After Delaware County Judge David Gormley ruled against Evans by upholding a state commission’s refusal to review her termination, she filed an appeal before the Delaware County Court of Appeals, where the case currently awaits consideration.
In her separate public records complaint before the state’s highest court, Evans urged for the release of the district’s records pertaining to its 2019 agreement with Wuhan School System leaders to establish a cross-cultural exchange between the two districts.
Establishing a partnership with an institution “beholden to the agenda of the Chinese Community Party,” Evans wrote in her complaint, could endanger the education of Olentangy students and thus publicizing records pertaining to the relationship is of “great public importance.”

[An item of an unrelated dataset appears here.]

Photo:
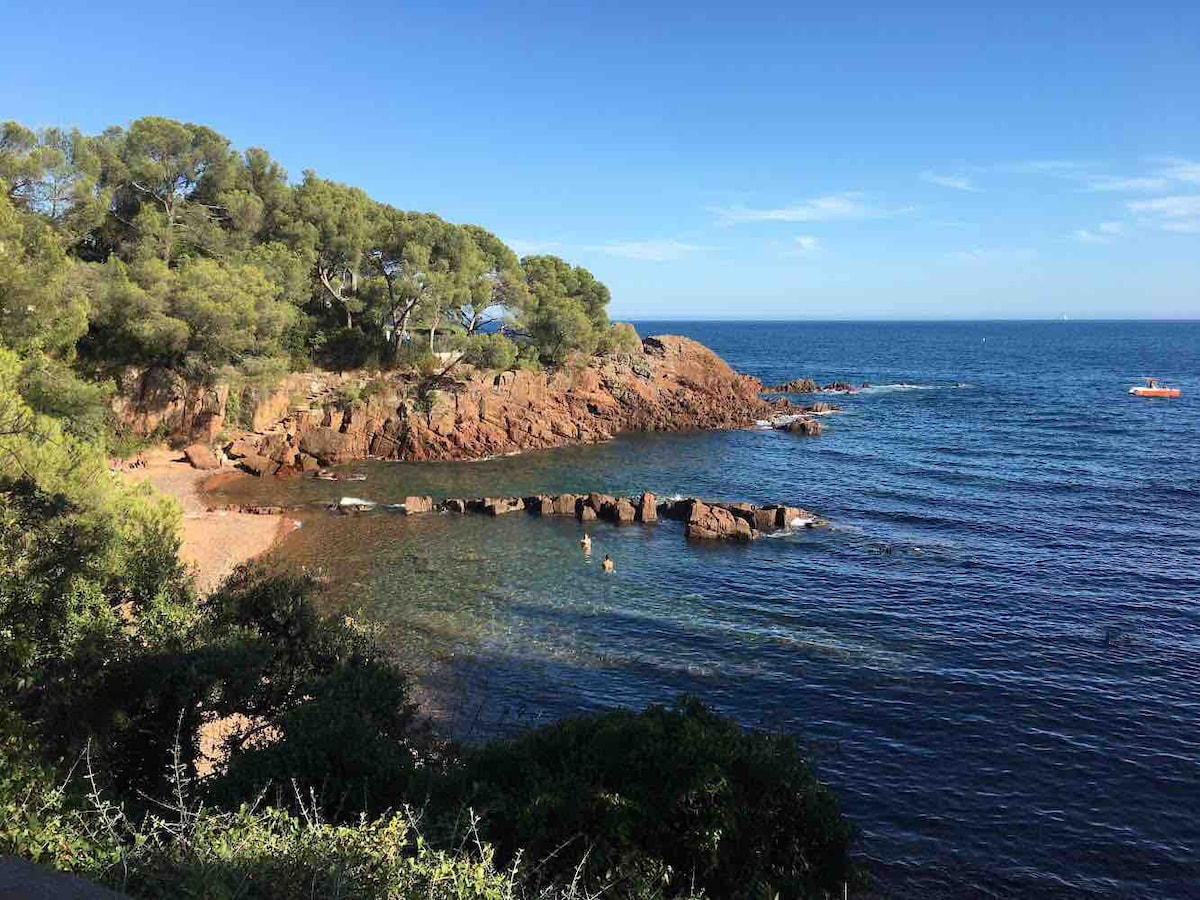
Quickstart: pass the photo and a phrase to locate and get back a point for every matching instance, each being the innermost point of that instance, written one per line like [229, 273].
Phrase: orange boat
[1153, 389]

To determine whether the records are subject to disclosure under the Ohio Public Records Act, the Court ordered the district to submit for Justices’ internal viewing unredacted copies of the following:
- A copy of the memorandum of cooperation and exchange between the district and Wuhan Education Bureau, signed on Aug. 20, 2019
- Records documenting the authority of the district’s superintendent to enter into a memorandum of cooperation and exchange with the Wuhan Education Bureau
- Records documenting the district’s efforts to meeting with representatives of the Wuhan Education Bureau
- Records documenting the district’s efforts, if any, to implement or further advance the partnership with the Wuhan Education Bureau
- Communications since July 1, 2019 between the district and the Wuhan Education Bureau
A settlement is expected between the two parties this week, Evans’ attorney said.
A district spokesperson did not immediately respond to NBC4’s request for comment.